Remote direct memory access

Work on RDMA host software at IBM Research – Zurich

Within the Interconnect Software Consortium (ICSC) of The Open Group, we contributed to the standardization of RDMA-enabled programming interfaces, co-chairing both the Interconnect Transport API (IT-API) and the RNIC Programming Interface (RNICPI) work groups. We helped defining a modular, layered, and transport-neutral host software architecture for RDMA through contributions [JAMENE-04] to an industry-driven Linux open-source project called OpenRDMA.

In this context, we have implemented a host software architecture for RDMA that provides the operating system (OS) integration for both iWARP and InfiniBand, supporting IT-API and an enhanced version of RNICPI. A key property of such an architecture is a clean separation of generic/OS functionality and verbs-provider-specific software functionality into user/kernel Access Layer (uAL/kAL) and user/kernel Verbs Provider (uVP/kVP) components, respectively. This approach permits a wide range of RNICs / verbs providers to register themselves through a standard programming interface and minimizes code bloat by keeping generic functionality such as OS-wide RDMA resource management, event handling and connection management in a single, OS-provided implementation. As a prototype, we designed a verbs provider called SoftRDMA, a pure software implementation of the IETF’s iWARP (RDMAP/DDP/MPA) protocol stack [SOFTRDMA-09].

As a broadly supported industry effort, the OpenFabrics Alliance (OFA) develops, distributes and promotes an open-source software stack for RDMA-capable adapters and RDMA transports including InfiniBand and iWARP. Because OpenFabrics provides RDMA support in the Linux kernel and already supports a wide range of RDMA devices as well as RDMA-enabled upper-layer protocols, we are currently developing a fully software-based iWARP Linux driver called Soft-iWARP, which fits into the OFA RDMA environment [SOFTIWARP-09]. The outcome of our work will be a device driver exporting the OFA RDMA verbs and connection manager interfaces. The Soft-iWARP kVP implements the iWARP protocols on top of kernel TCP sockets. It provides standards-compliant iWARP RDMA functionality at a decent performance level. All basic RDMA operations (RDMA resource and connection managment, asynchronous work request posting and completion, Send/Receive as well as RDMA Write and Read operations) are implemented and functioning. We support user-level applications through an OFA-compliant uVP library.

We plan to open-source Soft-iWARP soon to let the community participate in further design and implementation and to obtain feedback on the current design.
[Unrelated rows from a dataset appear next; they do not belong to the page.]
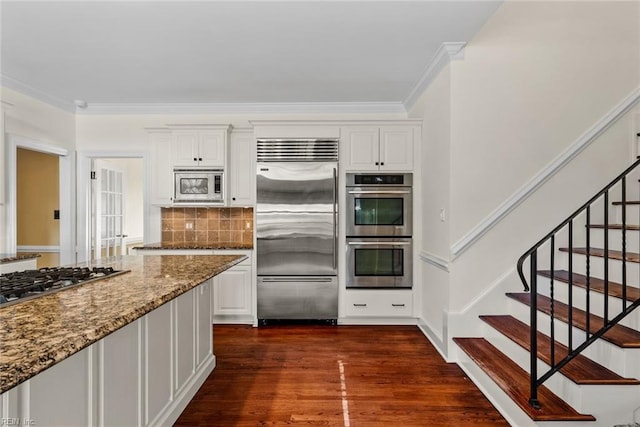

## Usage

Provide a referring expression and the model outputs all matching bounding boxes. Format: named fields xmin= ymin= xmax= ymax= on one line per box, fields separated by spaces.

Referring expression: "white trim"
xmin=18 ymin=245 xmax=60 ymax=252
xmin=418 ymin=317 xmax=453 ymax=363
xmin=451 ymin=87 xmax=640 ymax=259
xmin=403 ymin=42 xmax=467 ymax=111
xmin=420 ymin=251 xmax=449 ymax=272
xmin=0 ymin=73 xmax=77 ymax=113
xmin=76 ymin=102 xmax=407 ymax=115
A software-based iWARP stack that runs at reasonable performance levels and seamlessly fits into the OFA RDMA environment provides several benefits:

  • As a generic (RNIC-independent) iWARP device driver, it immediately enables RDMA services on all systems with conventional Ethernet adapters, which do not provide RDMA hardware support.
  • Soft-iWARP can be an intermediate step when migrating applications and systems to RDMA APIs and OpenFabrics.
  • Soft-iWARP can be a reasonable solution for client systems, allowing RNIC-equipped peers/servers to enjoy the full benefits of RDMA communication.
  • Soft-iWARP seamlessly supports direct as well as asynchronous transmission with multiple outstanding work requests and RDMA operations.
  • A software-based iWARP stack may flexibly employ any available hardware assists for performance-critical operations such as MPA CRC checksum calculation and direct data placement. The resulting performance levels may approach those of a fully offloaded iWARP stack.

Besides contributing towards a more standardized RDMA ecosystem, we analyze the applicability of RDMA. We identify hidden costs in the setup of its interactions that, if not handled carefully, remove any performance advantage [FREY-09].